Finally, we hope our observations implicating CNV in this unique case series of EqSCM will stimulate further studies of copy number variation in other SCM cohorts, and lead to an improved understanding of this perplexing and intriguing condition.
Material and Methods
Cases
The September 2010 earthquake of magnitude 7.1 on the Richter scale (Mw 7.1) in Christchurch (New Zealand) triggered eight cases of EqSCM, and the shallow highly destructive quake (Mw 6.3) that followed in February 2011 triggered 21 cases over four days. One woman presented after both quakes22, and one was in hospital during the initial quake. Enrolment of this latter participant was delayed, and her sample was available for aCGH analysis (n = 28) but not for Cardio-Metabolome analysis (n = 27). The steps leading to recruitment of our EqSCM cohort are detailed elsewhere20,21, but briefly, our study commenced the day of the first earthquake with the creation of a register of prospectively identified earthquake stress cardiomyopathy cases. As our hospital was still functioning we could build a cohort with first-world data from complete single centre capture. After the second earthquake the study was extended20–22.

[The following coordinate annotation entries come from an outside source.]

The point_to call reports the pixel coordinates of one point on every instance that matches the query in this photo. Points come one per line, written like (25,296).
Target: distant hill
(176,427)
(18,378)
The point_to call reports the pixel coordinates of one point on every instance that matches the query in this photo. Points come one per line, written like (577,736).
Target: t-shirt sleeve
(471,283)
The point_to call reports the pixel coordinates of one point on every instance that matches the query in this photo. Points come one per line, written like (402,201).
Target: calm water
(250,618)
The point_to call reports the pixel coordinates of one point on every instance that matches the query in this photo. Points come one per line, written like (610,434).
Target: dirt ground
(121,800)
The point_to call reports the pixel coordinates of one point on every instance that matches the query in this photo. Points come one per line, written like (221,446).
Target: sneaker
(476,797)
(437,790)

Inclusion criteria: i) Meeting modified Mayo criteria for stress cardiomyopathy and admitted to Christchurch Hospital within one week of either the September 2010 or February 2011 earthquake; ii) age over 18; iii) informed consent given. Exclusion criteria: i) unable to understand English sufficiently to be able to complete questionnaires.

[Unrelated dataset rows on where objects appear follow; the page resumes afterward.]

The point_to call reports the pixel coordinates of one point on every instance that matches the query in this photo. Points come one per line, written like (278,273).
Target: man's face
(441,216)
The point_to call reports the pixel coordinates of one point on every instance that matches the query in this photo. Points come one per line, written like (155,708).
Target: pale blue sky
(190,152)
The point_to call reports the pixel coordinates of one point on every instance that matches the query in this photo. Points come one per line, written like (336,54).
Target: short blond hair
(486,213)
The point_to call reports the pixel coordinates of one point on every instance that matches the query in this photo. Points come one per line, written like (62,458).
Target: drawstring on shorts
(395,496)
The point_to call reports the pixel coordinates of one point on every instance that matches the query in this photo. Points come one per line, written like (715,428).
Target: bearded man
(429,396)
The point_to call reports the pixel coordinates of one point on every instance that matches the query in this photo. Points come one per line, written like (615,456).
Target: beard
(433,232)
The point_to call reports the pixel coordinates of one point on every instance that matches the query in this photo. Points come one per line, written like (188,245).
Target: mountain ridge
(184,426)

All participants were recruited with informed consent, including discussion of the possibility of incidental findings from genetic analyses, and return of such findings after consultation with a medical geneticist. The Southern Health and Disability Ethics Committee (New Zealand) approved this study (reference URA/11/07/033). All methods used in this research were performed in accordance with the relevant guidelines and regulations.
DNA extraction
Peripheral blood samples were obtained from consenting participants. Genomic DNA was extracted from 3 mL peripheral blood using NucleoMag extraction kits (Machery-Nagel GmbH, Düren, Germany) on a KingFisher™ Flex Magnetic liquid-handling robot (Thermo Fisher Scientific, Inc, Waltham, MA). DNA was quantified by analysis with the NanodropTM (ThermoFisher), and, where appropriate, the Tapestation 4200 system (Agilent Technologies).
Exome analysis
We applied WES to a subset (24 of 28) EqSCM cases. The exome capture and sequencing was carried out in two batches of 12, during 2012–13 (New Zealand Genomics Limited, Dunedin, New Zealand). DNA was processed with Illumina TruSeq sample preparation and exome enrichment kits (which capture ~62 Mb of genomic DNA), and sequencing (100 bp paired-end reads) was carried out on an Illumina HiSeq. 2000 system. Good quality sequence was obtained across all exomes, with very few unassigned reads. Raw read data were aligned to the GRCh37 human reference genome using the Burrows-Wheeler Aligner (BWA)124, and processed through the Broad GATK pipeline125. The alignment process included removal of reads from duplicate fragments, realignment around known indels, and recalibration of all base quality scores. Read depth and coverage for all exome datasets were derived using Picard CollectHsMetrics function. On average, 22.7 million reads (range 16.9–30.7 M) at mean quality scores (Phred) of Q37 were mapped to the exome target intervals; 70% (range 61–77%) of targeted bases were covered at least 20-fold. Full metrics for each sample are provided in Supplementary Table S2.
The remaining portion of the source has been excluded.